OTTAWA - Residents of a Toronto riding were still unclear Tuesday just who is their true member of Parliament after Canada's high court reserved judgment in a first-of-its-kind electoral dispute with the country's democratic process at its heart.
The Supreme Court of Canada justices spent half the day listening to arguments over a Conservative MP's appeal of a lower-court ruling that tossed out the result of last year's federal election in Etobicoke Centre.
But despite high hopes of a ruling from the bench, the dispute — Tory MP Ted Opitz in one corner, defeated Liberal incumbent Borys Wrzesnewskyj in the other — remained unresolved as the justices retired to mull over their verdict.
Wrzesnewskyj, who brought the original suit in the lower courts, described the case as vital to the ongoing health of — and public confidence in — Canada's voting system.
If the high court upholds the lower ruling, Prime Minister Stephen Harper would have six months to call a byelection, although Wrzesnewskyj said the vote should be held as soon as possible.
"Should we win this case, it's incumbent on the prime minister to act immediately," he said outside the courtroom.
"Democracy requires it. We can't have this situation where we don't know who the representative is."
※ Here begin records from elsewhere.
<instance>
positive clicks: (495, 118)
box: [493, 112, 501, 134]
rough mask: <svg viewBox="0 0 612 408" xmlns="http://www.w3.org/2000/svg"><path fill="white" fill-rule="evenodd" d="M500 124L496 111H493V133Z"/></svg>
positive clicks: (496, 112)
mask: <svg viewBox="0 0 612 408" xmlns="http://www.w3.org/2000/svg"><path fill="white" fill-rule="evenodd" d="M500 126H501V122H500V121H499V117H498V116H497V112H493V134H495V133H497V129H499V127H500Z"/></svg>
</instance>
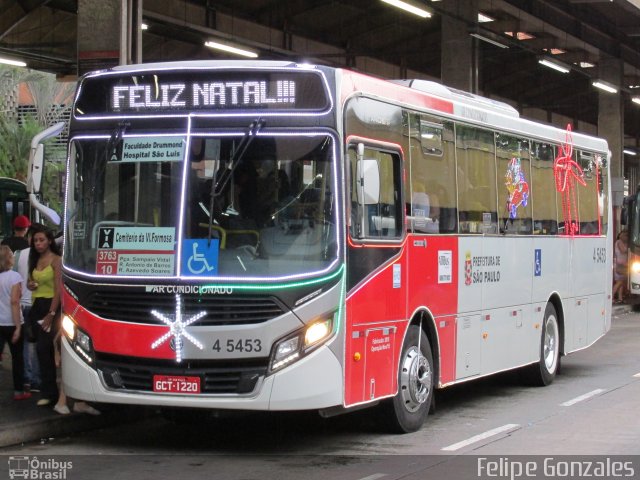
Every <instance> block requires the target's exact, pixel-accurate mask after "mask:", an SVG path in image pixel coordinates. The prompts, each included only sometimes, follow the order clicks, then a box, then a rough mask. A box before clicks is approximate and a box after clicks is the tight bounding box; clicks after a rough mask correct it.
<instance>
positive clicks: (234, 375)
mask: <svg viewBox="0 0 640 480" xmlns="http://www.w3.org/2000/svg"><path fill="white" fill-rule="evenodd" d="M267 365H268V359H267V358H264V359H252V360H234V361H220V360H217V361H216V360H198V361H190V360H184V365H180V366H176V363H175V361H173V360H162V359H147V358H129V357H121V356H118V355H110V354H104V353H98V352H96V367H97V369H98V371H100V372H101V373H102V378H103V379H104V381H105V383H106V384H107V386H108V387H109V388H112V389H121V390H132V391H143V392H144V391H146V392H152V391H153V376H154V375H177V376H191V377H200V388H201V393H203V394H247V393H251V392H253V390H254V389H255V387H256V384H257V382H258V380H259V379H260V377H264V376H265V375H266V373H267Z"/></svg>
Waiting the full six months would set "a terrible precedent," he added.
Wrzesnewskyj lost to his Conservative challenger by just 26 votes, but the defeated Liberal went to court, claiming procedural irregularities.
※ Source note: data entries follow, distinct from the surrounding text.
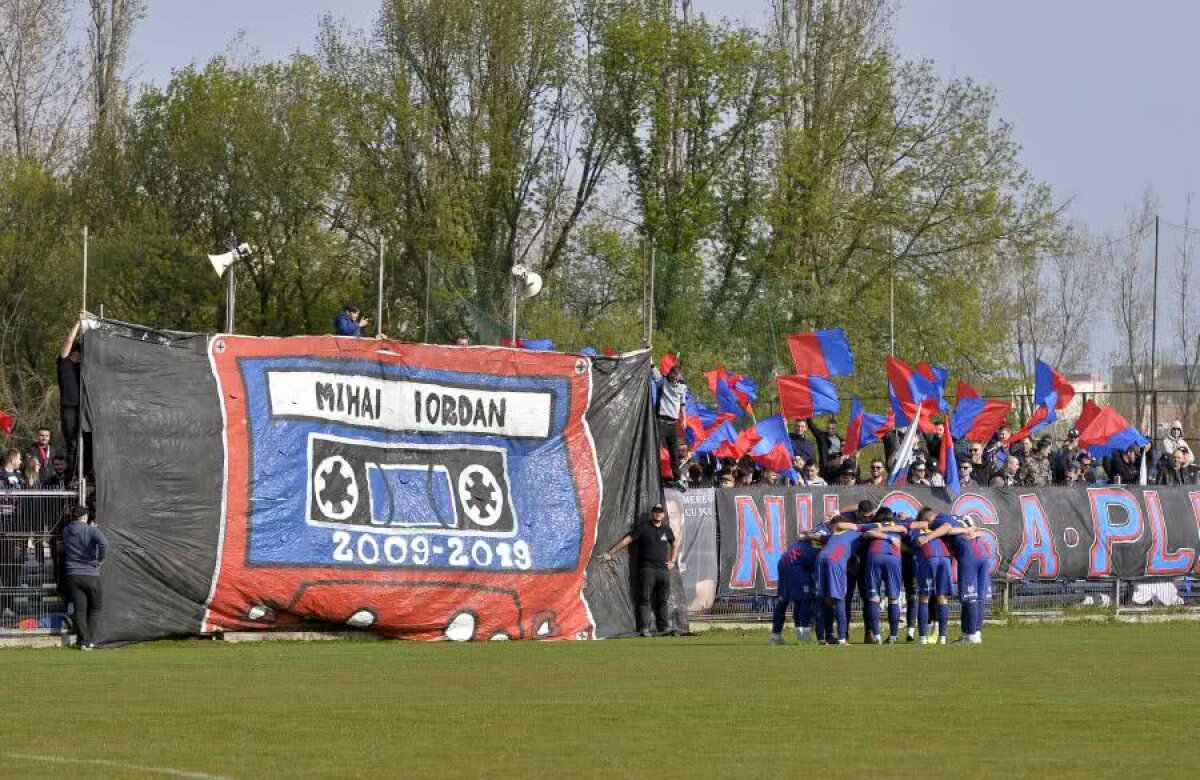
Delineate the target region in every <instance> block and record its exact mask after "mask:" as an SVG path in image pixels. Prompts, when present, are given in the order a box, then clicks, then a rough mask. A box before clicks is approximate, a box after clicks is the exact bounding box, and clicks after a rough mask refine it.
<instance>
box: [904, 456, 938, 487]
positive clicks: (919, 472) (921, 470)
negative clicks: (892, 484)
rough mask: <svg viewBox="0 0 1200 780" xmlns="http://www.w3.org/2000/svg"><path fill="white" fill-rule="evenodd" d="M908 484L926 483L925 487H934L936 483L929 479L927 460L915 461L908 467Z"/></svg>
mask: <svg viewBox="0 0 1200 780" xmlns="http://www.w3.org/2000/svg"><path fill="white" fill-rule="evenodd" d="M908 484H910V485H924V486H925V487H932V486H934V484H932V482H931V481H930V479H929V467H928V466H926V463H925V461H914V462H913V464H912V466H911V467H910V468H908Z"/></svg>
Earlier this year, an Ontario Superior Court judge found that Elections Canada officials made clerical errors at the polls. Justice Thomas Lederer threw out 79 votes, enough to overturn the original result.
Opitz countered by filing a first-time-ever appeal with the Supreme Court of Canada.
"At stake is the election," Opitz said after the hearing. "So if it's overturned, there's a potential byelection, and we'll go to that."
Only five other election results have been nullified by the courts since 1949. None of those rulings were appealed and byelections were quickly called to re-determine the will of the people in each riding.
Opitz's lawyer, Kent Thomson, argued that the voting rights of people in Etobicoke Centre were trampled by simple record-keeping errors.
"It's hard to think that a constitutional right of this importance could hang by so fine a thread," he told the court.
The election result was overturned on the grounds that paperwork was not properly filled out for voters who needed someone to vouch for their identity or who were left off the list of electors.
In his ruling, Lederer specifically stressed the irregularities were the result of clerical errors by well-meaning Elections Canada officials, not the product of fraud or intentional wrongdoing.
Since then, however, Wrzesnewskyj has resurrected other more serious allegations of ballot-box stuffing and voter suppression by Opitz's campaign, though nothing has been proven.
"People lost their franchise, they lose their right to vote. When people lose their right to vote, an election is not free," Wrzesnewskyj said.
"When ballots end up in the box that shouldn't have been there because someone showed up without ID and without proper vouching was allowed to vote, or people were allowed to vote even though they weren't registered, that's not a fair election.
"Elections cannot be free if they're not fair, and they cannot be fair if they're not free."